Rückblick: Mit einer 'bierigen' Idee ins 2015er-Finale

(Foto: Bezirksblätter/Daniela Matejschek)

Alltägliche Probleme brauchen manchmal auch alltägliche Lösungen

NÖ. Manche Probleme klingen vielleicht banal, und dennoch sucht man verzweifelt nach einer Lösung dafür. Wie auch Andreas Göstl aus Amstetten. Der Hobbymusiker hatte nämlich ein Dauerproblem mit seinen Bandmitgliedern: Alle tranken gerne Bier, doch die Dosen aus dem Gemeinschaftskühlschrank zu bezahlen "vergaßen" viele.
"Also habe ich mir damals gedacht: Da muss man doch etwas Schweißen können, um die Bierentnahme an den Geldeinwurf zu koppeln", grinst Andreas Göstl und bewarb sich mit seiner Idee samt Prototyp bei "120 Sekunden".

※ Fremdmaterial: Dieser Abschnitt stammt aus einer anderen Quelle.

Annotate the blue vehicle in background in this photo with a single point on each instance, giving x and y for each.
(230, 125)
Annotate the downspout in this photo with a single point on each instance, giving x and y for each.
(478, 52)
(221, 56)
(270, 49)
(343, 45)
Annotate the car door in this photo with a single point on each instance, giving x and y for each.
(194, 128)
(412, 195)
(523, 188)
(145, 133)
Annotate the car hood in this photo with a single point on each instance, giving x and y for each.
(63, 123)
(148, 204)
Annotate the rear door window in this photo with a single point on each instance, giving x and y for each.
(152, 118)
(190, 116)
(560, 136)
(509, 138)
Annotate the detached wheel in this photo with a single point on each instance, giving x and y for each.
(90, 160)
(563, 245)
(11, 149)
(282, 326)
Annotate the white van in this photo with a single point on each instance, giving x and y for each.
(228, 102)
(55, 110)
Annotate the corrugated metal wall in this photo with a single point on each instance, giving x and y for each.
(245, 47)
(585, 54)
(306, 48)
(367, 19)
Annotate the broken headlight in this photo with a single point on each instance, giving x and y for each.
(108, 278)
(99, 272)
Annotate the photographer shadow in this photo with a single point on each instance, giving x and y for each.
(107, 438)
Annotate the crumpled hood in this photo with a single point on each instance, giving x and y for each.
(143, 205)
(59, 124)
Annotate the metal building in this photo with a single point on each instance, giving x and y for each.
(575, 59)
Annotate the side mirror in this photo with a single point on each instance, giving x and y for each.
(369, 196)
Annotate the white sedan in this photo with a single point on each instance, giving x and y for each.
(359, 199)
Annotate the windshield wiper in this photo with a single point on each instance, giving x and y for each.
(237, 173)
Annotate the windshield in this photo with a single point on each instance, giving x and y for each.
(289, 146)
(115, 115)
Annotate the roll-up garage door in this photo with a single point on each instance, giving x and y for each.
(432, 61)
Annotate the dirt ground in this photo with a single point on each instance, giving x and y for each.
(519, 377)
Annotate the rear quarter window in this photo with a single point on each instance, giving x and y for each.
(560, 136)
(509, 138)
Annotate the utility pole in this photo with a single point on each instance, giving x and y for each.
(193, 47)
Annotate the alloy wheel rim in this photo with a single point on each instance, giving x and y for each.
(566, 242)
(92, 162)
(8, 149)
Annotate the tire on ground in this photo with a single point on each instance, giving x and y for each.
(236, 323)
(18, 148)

Sein "Bier-o-mat" passt in jeden Kühlschrank, kann mit Dosen und Flaschen aller Größen gefüttert werden und gibt diese nur her, wenn ein Eurostück eingeworfen wird. "Gedacht ist er vor allem für Vereine, die dasselbe Problem haben wie ich damals. Seitdem funktioniert bei den Bandproben alles perfekt, jeder zahlt."

Die Baupläne des "Bier-o-mat" konnte Göstl bei einer WIFI-Fortbildung sogar als Abschlussarbeit einreichen. Und seit dem vergangenen Jahr hat er seine Erfindung weiter verbessert. "Ein Konstruktionsprogramm macht es möglich, den Bier-o-mat passgenau für Dosengrößen quasi mit nur einem Klick zu bauen. Das verkürzt die Bauzeit und verringert Kosten." Mit ein paar Hundert Euro ist man übrigens dabei.